Histoire du dernier homme de la Terre

Il se met à courir.
Il ne pense qu’à ça. Il veut retrouver le vent, il veut retrouver les oiseaux, les chiens, les animaux. Il veut retrouver la mer. Mais il a beau courir, toujours plus loin, des heures durant, il ne voit ni présence d’animaux, malgré leurs traces, qu’il suit depuis des lustres, ni la mer et son doux murmure. Il ne sent pas non plus le moindre souffle de vent, malgré la vitesse à laquelle il court. Hormis le sable à perte de vue, il n’y a plus rien. Plus le moindre son. Comme si… comme si on avait rendu le monde muet. Comme si… quelqu’un avait voulu tout enlever du monde, et ne laisser qu’une infinie étendue de sable. C’est à peine si l’on distinguait la terre du ciel. Junid fut saisi d’une impression étrange. Une espèce de sentiment de malaise, de vide. Comme quand il était petit, et qu’il recevait une récompense. Tous ses camarades le regardaient alors avec un regard assassin, chargé, au fond, d’une profonde tristesse. D’une grande injustice.
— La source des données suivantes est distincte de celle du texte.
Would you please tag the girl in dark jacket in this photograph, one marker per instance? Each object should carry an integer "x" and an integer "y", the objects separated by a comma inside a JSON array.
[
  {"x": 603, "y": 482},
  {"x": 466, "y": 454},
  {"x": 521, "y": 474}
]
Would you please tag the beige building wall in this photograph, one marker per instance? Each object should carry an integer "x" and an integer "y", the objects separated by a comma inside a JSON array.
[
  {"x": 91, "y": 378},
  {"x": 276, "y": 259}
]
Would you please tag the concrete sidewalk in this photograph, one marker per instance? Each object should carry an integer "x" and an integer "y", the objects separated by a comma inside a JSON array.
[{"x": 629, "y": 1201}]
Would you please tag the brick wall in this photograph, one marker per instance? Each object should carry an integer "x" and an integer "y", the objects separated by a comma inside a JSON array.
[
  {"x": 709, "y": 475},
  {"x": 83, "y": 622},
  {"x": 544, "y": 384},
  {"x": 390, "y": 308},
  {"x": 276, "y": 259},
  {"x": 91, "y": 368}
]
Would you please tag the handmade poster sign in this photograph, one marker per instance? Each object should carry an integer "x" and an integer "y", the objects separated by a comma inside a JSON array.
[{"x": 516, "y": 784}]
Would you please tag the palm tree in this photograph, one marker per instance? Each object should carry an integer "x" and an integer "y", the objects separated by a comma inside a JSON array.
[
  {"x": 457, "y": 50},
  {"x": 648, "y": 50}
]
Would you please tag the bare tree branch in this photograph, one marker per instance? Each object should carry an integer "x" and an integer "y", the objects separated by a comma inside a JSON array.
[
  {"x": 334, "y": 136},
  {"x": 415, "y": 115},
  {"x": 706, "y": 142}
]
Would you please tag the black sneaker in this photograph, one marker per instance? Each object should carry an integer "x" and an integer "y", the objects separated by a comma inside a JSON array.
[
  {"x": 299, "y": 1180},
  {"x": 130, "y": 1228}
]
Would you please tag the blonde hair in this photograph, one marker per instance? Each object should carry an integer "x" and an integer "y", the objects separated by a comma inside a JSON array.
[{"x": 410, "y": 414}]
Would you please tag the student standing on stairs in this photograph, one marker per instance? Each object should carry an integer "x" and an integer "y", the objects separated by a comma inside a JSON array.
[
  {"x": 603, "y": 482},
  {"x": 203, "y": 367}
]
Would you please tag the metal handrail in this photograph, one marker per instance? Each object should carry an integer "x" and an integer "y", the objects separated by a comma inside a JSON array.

Comme s’ils étaient trahis. Comme si Junid les avait trahis. Eh bien, maintenant, il avait le sentiment d’avoir reçu un grand privilège qu’il ne méritait pas. Comme s’il n’avait rien à faire là. Et toutes les cellules de son corps lui criaient qu’effectivement, il n’avait rien à faire ici. Qu’il ferait bien mieux d’arrêter de courir et de retourner d’où il venait. Sauf que son cœur, lui, lui criait de continuer à courir parce que, même s’il ne comprendrait jamais où la mer était partie, qu’il ne retrouvait pas les animaux disparus, au moins, il aurait essayé. Et on avait toujours répété à Junid d’écouter son cœur. Enfin, surtout Mila. Mila sa meilleure amie, sa confidente, sa bonne étoile. Mila qui ressentait si bien les choses et qui avait compris… Mila qui était partie. Envolée. Elle l’avait su, Mila. Elle savait tout de ce monde. Toujours. Elle ressentait. Et elle avait toujours raison. Elle avait dit à Junid, un jour, il s’en rappelait :

  • Bientôt le monde n’existera plus, Junid. Tu chercheras à le comprendre parce que tu es un garçon courageux. Tu aimes cette terre, ta terre, notre terre, celle que l’on devait laisser à nos enfants, leur héritage. Tu vas courir, tu vas chercher, et tu vas trouver, Junid, pourquoi il disparaîtra. Parce que tu es intelligent. Et, pas longtemps après, Junid, tu me rejoindras. Parce que je vais bientôt partir. Dans les étoiles. Et toi aussi. Mais pas tout de suite. Ne t’inquiète pas, je serais toujours là, près de toi, dans ton cœur. Ecoute toujours ton cœur, Junid.
    Depuis, il avait toujours écouté son cœur. Parce que c’est là qu’était Mila. Il voulut réfléchir, mais courir et réfléchir devenait trop difficile. Junid commençait à faiblir. Il avait couru des heures, si ce n’est des jours, sans boire, sans manger, sans s’arrêter. Sa tête commençait à lui tourner, il voyait flou, avait froid, avait chaud, ne sentait plus ses membres, tenait debout, ou peut-être pas, il ne savait pas, il ne savait plus... Il n’arrivait plus à réfléchir. Il ne tiendrait plus très longtemps. Il eut soudain, il ne savait plus pourquoi, la présence d’esprit de regarder le sol, si l’on pouvait appeler cela un sol.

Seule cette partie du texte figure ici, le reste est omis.